A: I think the big challenge is that there’s a temptation for people to work in big horizontal chunks, getting all the data in one place and then doing all the machine learning. However, I think it is better to focus on value. You take a thinner vertical slice of this whole thing, find the data that you need for a particular use case, run it through the pipeline, feed it into the operational systems, and create a tight feedback loop on a smaller scale, as a way of experimenting and also delivering more of an incremental business value. In other words, don’t try and sort out every data problem for your organisation at once. Build momentum over time by running small experiments.

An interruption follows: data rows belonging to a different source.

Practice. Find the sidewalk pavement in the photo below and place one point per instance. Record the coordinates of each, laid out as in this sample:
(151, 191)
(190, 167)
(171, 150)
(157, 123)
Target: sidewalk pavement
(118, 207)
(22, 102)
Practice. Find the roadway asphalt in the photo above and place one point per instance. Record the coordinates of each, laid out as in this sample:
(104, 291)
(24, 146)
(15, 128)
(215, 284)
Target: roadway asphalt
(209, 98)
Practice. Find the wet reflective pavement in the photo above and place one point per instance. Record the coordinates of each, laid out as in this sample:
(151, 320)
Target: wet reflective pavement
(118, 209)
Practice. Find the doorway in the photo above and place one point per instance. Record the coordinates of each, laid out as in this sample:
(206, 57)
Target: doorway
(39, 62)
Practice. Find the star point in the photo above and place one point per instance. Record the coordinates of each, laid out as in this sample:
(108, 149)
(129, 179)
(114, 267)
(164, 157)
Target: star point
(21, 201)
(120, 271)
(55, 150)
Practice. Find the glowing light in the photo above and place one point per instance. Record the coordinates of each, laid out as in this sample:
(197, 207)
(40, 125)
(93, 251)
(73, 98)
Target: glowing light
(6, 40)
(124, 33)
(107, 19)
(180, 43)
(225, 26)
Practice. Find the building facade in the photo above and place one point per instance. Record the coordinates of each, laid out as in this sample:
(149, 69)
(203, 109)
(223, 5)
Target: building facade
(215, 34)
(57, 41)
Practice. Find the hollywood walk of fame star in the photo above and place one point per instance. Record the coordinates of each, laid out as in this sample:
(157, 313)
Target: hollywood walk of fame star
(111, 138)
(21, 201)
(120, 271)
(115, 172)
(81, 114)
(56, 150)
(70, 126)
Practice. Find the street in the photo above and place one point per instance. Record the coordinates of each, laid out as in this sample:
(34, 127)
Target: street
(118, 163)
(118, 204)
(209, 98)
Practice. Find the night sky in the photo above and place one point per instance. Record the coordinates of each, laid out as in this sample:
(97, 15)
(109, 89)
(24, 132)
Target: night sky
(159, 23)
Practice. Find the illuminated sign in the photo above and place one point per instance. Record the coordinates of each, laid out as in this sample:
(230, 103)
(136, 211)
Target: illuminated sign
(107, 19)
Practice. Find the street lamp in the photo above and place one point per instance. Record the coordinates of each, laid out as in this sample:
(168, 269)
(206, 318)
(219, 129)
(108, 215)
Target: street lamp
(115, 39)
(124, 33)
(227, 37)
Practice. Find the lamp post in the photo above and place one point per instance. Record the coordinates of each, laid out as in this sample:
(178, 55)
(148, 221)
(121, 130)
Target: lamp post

Q: We are talking in the industry about APIs as a product and data as a product, but I don’t think those two can exist without the other, what’s your take on this?
A: Data is a big part of the API product. In fact, you could say there are API products out there that are really data products, just packaged through APIs. There are other products that are capability products that have a data element in their package through APIs. There are digital products and APIs are involved in the packaging. However, I think as we all know it’s not about the API. It’s about what the API enables.